Aus Gründersicht kommt es darauf an, zum einen hinreichend Commitment zu demonstrieren, ohne die Möglichkeit der mehr oder weniger künstlichen „Erzeugung“ eines Bad Leaver-Falls durch andere Gesellschafter zu ermöglichen. Letzteres ist aber ohnehin nicht die Absicht von Investoren, die in der Regel auch und gerade wegen des Gründerteams investieren. Zum anderen mag es Fälle geben, bei denen es dem Gründer möglicherweise tatsächlich nicht zumutbar ist, weiter für die Gesellschaft tätig zu sein, und der Verlust sämtlicher Anteile deshalb nicht gerechtfertigt sein könnte. Solche betreffen zum Beispiel schwere Krankheit des Gründers (oft dann aber ohnehin ein Good Leaver-Fall) oder naher Angehöriger.
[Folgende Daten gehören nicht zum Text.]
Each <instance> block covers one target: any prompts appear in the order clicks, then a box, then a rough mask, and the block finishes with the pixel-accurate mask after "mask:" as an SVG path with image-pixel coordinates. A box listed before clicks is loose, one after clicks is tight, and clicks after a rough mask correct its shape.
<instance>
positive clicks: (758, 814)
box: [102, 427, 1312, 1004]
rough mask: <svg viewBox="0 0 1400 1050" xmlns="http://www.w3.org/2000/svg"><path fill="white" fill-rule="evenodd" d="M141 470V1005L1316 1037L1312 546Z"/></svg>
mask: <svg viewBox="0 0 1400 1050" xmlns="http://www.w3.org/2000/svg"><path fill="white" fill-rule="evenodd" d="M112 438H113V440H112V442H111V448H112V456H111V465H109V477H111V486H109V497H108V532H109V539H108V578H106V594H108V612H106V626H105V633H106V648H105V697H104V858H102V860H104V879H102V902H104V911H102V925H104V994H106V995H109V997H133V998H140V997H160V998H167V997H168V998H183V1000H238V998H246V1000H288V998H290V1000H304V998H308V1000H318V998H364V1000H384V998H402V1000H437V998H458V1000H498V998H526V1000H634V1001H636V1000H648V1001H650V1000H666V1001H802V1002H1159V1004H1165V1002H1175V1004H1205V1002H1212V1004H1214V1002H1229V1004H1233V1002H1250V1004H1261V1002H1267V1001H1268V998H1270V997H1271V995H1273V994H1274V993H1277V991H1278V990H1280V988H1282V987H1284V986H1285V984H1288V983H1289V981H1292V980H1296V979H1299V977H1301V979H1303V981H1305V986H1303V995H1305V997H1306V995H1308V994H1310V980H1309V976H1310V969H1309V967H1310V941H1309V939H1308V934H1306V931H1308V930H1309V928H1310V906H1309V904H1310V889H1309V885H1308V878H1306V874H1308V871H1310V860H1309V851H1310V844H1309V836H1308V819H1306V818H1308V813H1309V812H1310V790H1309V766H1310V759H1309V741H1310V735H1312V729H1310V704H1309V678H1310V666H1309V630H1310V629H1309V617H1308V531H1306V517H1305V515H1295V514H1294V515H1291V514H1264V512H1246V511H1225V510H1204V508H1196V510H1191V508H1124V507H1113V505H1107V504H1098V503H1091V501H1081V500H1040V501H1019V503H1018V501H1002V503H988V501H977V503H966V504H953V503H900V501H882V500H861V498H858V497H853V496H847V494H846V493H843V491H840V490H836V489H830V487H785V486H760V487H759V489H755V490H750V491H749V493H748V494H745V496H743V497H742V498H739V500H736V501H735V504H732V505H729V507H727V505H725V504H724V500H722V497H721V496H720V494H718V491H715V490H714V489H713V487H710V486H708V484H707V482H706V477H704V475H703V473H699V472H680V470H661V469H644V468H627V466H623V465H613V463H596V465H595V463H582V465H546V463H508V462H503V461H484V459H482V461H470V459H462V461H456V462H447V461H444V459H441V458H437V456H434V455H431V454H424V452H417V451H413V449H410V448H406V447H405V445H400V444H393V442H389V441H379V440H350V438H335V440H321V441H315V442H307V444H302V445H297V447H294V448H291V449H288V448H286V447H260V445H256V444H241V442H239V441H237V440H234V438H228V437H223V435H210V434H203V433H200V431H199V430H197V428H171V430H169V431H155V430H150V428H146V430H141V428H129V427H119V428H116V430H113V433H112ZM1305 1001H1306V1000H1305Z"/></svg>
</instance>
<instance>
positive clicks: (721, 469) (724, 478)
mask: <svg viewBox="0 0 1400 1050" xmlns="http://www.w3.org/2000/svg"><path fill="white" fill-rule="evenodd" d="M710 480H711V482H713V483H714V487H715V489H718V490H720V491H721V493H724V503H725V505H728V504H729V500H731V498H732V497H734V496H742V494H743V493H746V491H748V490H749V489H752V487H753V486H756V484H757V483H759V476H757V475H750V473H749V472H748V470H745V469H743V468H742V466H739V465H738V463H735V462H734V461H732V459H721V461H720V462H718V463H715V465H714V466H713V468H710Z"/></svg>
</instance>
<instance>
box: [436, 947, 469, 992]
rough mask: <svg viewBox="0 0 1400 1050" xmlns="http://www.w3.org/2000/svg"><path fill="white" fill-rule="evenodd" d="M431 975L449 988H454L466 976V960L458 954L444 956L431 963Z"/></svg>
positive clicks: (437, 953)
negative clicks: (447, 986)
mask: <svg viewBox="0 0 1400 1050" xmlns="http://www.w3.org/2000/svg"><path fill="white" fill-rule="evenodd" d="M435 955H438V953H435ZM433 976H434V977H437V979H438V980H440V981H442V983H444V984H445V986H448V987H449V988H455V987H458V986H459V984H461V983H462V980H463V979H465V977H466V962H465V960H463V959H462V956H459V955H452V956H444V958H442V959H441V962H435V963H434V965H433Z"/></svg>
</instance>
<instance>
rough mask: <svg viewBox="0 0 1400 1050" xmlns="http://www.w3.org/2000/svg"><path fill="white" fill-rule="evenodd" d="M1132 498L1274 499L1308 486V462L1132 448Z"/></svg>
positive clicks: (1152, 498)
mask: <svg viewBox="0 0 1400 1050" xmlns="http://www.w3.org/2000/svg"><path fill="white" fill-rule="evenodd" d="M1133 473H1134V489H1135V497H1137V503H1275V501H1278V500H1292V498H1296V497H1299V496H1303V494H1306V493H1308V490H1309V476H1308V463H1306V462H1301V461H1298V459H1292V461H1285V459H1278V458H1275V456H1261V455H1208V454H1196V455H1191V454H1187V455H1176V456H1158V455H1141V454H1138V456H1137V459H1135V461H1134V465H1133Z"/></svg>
Letzteres wird teilweise ebenfalls unter dem Stichwort „Intermediate Leaver“ diskutiert. Es stellt sich aber bei solchen Vorschlägen stets die Frage, was beziehungsweise wer alles „schwere Krankheiten“ und „nahe Angehörige“ sind. So ist dem Verfasser bei Verhandlungen kürzlich der Vorschlag unterbreitet worden, dass hierzu auch die Schwiegermutter gehören solle. In ganz besonderen Einzelfällen mag dies eventuell diskussionswürdig sein – in der Regel sollte dieser Kreis aber stark begrenzt sein, und es ist auch in dieser Hinsicht zwischen dem allgemeinen Lebens- und Unternehmerrisiko und wirklich legitimen Interessen von Gründern zu unterscheiden. Augenmaß ist hier auf allen Seiten gefragt (übrigens auch bei den jeweiligen Rechtsberatern).
Dr. Thomas Derlin, LL.M., ist Rechtsanwalt und Partner bei der Wirtschaftskanzlei GSK Stockmann. Seine Tätigkeitsschwerpunkte liegen in den Bereichen Venture Capital, Private Equity, Corporate/M&A sowie kommerzielles Vertragsrecht.